Se uma pessoa faz o bem — e o faz de maneira autêntica — que o faça repetidamente. E mais: que encontre prazernisso! Porque, ao contrário do que muitos pensam, a ética não é peso. A ética, quando vivida plenamente, é prazer. É alegria. É afirmação da vida.
A ideia de que fazer o bem é sacrifício é uma distorção. Claro, há renúncia. Claro, há esforço. Mas há também — e sobretudo — deleite existencial. É o contentamento que nasce quando se sabe estar no lugar certo, fazendo o que é certo, por motivos que transcendem o próprio umbigo.
Por isso, não devemos apenas tolerar o bem: devemos incentivá-lo, celebrá-lo, cultivá-lo como quem rega uma flor rara. Porque quanto mais ele se repete, mais se enraíza. E quanto mais se enraíza, mais frutifica.

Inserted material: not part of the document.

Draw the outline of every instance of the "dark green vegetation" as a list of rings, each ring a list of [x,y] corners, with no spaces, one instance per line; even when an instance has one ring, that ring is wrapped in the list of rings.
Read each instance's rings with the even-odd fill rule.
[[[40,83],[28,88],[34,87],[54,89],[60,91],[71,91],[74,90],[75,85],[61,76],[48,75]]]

Spinoza já dizia que a alegria é o aumento da potência de existir. Ora, fazer o bem, nesse sentido, é uma das formas mais poderosas de expandir essa potência. É viver com intensidade ética.
E o mais bonito de tudo é que o bem se acumula. Não como moedas num cofre, mas como luz em uma casa. A cada gesto, uma fresta se abre. A cada atitude, mais claridade entra. Até que um dia, talvez, toda a escuridão se renda à luminosidade do hábito virtuoso.
Portanto, se alguém fizer o bem, que o faça de novo. Que o repita. Que sinta prazer nisso. Porque bem-aventurado é aquele que transforma o bem em cotidiano.